P691. New test for profiling of the gut microbiota in non-IBD and IBD patients
H. Vebø1, C. Casen1, D. Vangen1, F.T. Hegge1, G. Perminov2, P. Ricanec3, M.H. Vatn4, 1Genetic Analysis AS, Oslo, Norway, 2Oslo University Hospital, Department of pediatrics, Oslo, Norway, 3Oslo University Hospital, Department of Gastroenterology, Oslo, Norway, 4Oslo University Hospital, Department of Medicine, Oslo, Norway
As the awareness of the effect of the gut microbiota on health is increasing, there is a need to find tools to study changes in the gut microbiota. The GA-mapTM technology platform has been developed to demonstrate profiles of the composition of gut microbiota. The platform provides analysis of a large number of faecal samples in a cost-effective way. A sub-cohort from the IBSEN II study cohort has been analysed together with a population of normal subjects on the GA non-IBD/IBD test.

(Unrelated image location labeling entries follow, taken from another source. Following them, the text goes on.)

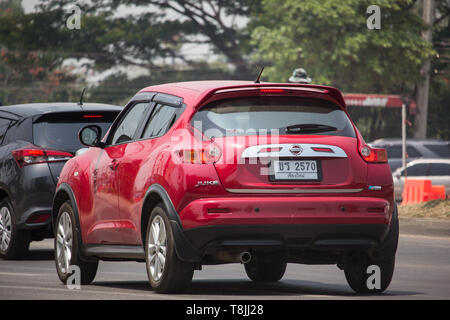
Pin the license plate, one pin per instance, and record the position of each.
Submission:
(295, 170)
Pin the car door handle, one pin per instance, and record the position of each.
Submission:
(114, 164)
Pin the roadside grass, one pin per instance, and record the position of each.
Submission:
(437, 209)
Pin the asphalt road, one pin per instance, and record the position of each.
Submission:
(422, 272)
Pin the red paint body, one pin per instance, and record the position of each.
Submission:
(110, 202)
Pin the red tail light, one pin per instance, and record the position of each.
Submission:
(373, 154)
(208, 154)
(33, 155)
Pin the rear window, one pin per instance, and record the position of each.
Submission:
(418, 170)
(440, 169)
(60, 131)
(272, 115)
(441, 150)
(396, 151)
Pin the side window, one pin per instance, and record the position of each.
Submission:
(4, 125)
(127, 127)
(412, 152)
(440, 169)
(417, 170)
(394, 151)
(160, 121)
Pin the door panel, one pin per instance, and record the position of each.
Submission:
(107, 226)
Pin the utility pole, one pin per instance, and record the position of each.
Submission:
(424, 87)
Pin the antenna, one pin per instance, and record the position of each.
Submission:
(259, 75)
(81, 98)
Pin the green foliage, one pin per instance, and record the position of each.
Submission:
(330, 39)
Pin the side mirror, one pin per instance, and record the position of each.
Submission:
(90, 135)
(81, 151)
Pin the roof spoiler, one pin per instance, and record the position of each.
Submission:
(333, 92)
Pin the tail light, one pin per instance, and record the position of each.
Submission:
(208, 154)
(373, 154)
(34, 155)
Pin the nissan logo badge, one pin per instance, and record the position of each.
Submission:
(296, 150)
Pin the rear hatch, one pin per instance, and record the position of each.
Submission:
(277, 144)
(59, 132)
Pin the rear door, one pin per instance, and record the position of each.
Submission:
(283, 145)
(59, 132)
(109, 227)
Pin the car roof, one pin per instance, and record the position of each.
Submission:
(32, 109)
(397, 141)
(431, 160)
(197, 92)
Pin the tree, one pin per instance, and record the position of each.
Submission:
(27, 75)
(330, 39)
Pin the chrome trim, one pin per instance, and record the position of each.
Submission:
(298, 191)
(254, 151)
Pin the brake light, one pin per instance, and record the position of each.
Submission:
(322, 149)
(373, 154)
(272, 91)
(28, 156)
(209, 154)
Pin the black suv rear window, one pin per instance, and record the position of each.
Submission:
(272, 115)
(442, 150)
(59, 131)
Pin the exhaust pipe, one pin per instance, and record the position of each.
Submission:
(245, 257)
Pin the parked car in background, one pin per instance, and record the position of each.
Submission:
(436, 170)
(214, 172)
(36, 140)
(415, 149)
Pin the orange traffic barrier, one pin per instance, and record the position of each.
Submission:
(437, 192)
(416, 191)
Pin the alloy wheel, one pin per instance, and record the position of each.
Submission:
(157, 248)
(64, 242)
(5, 228)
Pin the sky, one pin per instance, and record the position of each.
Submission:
(191, 50)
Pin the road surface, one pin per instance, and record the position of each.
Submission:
(422, 272)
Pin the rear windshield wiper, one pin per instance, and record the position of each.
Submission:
(309, 128)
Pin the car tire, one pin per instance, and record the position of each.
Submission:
(265, 268)
(14, 243)
(166, 272)
(67, 251)
(357, 273)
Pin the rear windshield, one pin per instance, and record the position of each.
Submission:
(272, 115)
(442, 150)
(60, 131)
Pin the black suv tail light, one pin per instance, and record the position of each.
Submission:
(34, 155)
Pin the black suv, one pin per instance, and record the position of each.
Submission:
(35, 142)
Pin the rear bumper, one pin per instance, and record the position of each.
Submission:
(326, 226)
(286, 211)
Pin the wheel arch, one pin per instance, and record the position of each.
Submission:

Based on peer-reviewed literature and a test optimizing development work, special sets of DNA probes are designed that facilitate bacterial profile separation between the patient groups IBD and non-IBD, and normal subjects. The assay was tested against 187 samples from the IBSEN II cohort, comprising treatment naïve IBD patients and symptomatic non-IBD patients. The samples were collected before colonoscopy. In addition a population of 84 normal subjects with no clinical signs of gut disorder (not confirmed by colonoscopy) was included. The GA non-IBD/IBD test was performed essentially as described in , using Luminex MagPix system for detection and quantification of labelled DNA probes (indicative of presence of different bacteria). The signals from each DNA probe in each sample were subject to PCA analysis and a model was developed based on leave-one-out cross-validation.
The results from non-IBD versus IBD patients in the IBSEN II study cohort, gave 78% sensitivity and 70% specificity (n = 187), with a PPV of 76.6% and a NPV of 71.3%. Looking at IBD patients versus normal subjects a sensitivity of 89% and specificity of 88% was observed (n = 182), with PPV and NPV of 96% and 82%, respectively. Finally, non-IBD patients versus normal subjects showed 74% sensitivity and 82% specificity (n = 167), and PPV 79% and NPV 79%. Age-group of subjects ranged from 18 to 55 years.
The GA non-IBD/IBD test gives a unique opportunity to study specific profiles of the gut microbiota that may be associated with non-IBD and/or IBD related diseases compared to gut microbiota profiles in normal subjects. The present results suggest that the GA test may be a useful tool in differentiating between IBD, non-IBD and normal subjects, and thus an aid in the diagnosis and follow up of patients.
1. Vebø H et al., (2011), Temporal Development of the Infant Gut Microbiota in Immunoglobulin E-Sensitized and Nonsensitized Children Determined by the GA-Map Infant Array, American Society for Microbiology, Clinical and Vaccine Immunology, 18(8): 1326–35.